A part of the huge mass of the abomination falls within the room, dragging down a large section of the window. A long cord, like a pulsing gut, connects it to the rest of the shapeless mass lying on the floor in the corridor, hidden by the low wall. The creature that has broken through the glass writhes on the ground for a few moments. It’s shaken by tremors as big appendages burst out from its main trunk. They throb and swell, stretching with aberrant geometries, and then harden to shape rudimentary deformed limbs. At the same time, the pulsation in the umbilical cord that connects to the outside mass fades away and goes limp. A wound opens on its surface, such as a vertical cut that rips the creature in two distinct beings.
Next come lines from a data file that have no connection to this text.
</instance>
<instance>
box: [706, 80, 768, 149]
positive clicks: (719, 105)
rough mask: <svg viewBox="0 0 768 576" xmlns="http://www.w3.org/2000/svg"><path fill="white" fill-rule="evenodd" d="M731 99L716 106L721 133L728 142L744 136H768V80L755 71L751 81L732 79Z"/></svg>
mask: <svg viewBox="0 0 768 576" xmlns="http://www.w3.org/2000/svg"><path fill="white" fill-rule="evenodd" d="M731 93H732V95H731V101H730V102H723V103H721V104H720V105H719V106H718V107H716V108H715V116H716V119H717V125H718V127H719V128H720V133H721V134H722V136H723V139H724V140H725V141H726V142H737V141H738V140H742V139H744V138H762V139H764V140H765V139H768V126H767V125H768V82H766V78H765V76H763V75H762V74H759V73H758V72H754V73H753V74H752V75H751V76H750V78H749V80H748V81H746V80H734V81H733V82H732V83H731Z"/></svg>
Now independent, the monstrosity inside the lab quickly generates new tentacles at whose ends weird shapes sprout. Some of them resemble human eyes, others are dark and multifaceted as insects’ compound eyes. The sounds coming from the being in the laboratory, and those from the corridor, are terrifying. Their multiple tones shake the two scientists to the core.

Ivanov throws a bomb, but his wounded hand betrays him with a stab of pain. The vial doesn’t reach the target and ends up shattering about a meter away. It explodes and generates instantly a flaming puddle.

Only part of the flammable liquid splashes hit the creature, which moves away letting out an angry roar. The fire prevention system activates almost immediately. While an alarm sounds loud in the base, sprinklers on the ceiling start to spread a drizzle that sizzles on the flaming ground, causing a vapor that floats like a low mist.

Walking quickly and awkwardly on unsteady legs, the deformed mass moves sideways, in order to get around the fire and reach the two scientists. A second bomb thrown by Moore centers it fully, going to pieces. The explosive on the cap doesn’t detonate, and for a moment it seems that the raw bomb won’t have any effect but, as soon as the liquid reaches the flames on the ground, a bloodcurdling scream echoes in the base. The creature gets engulfed with flames.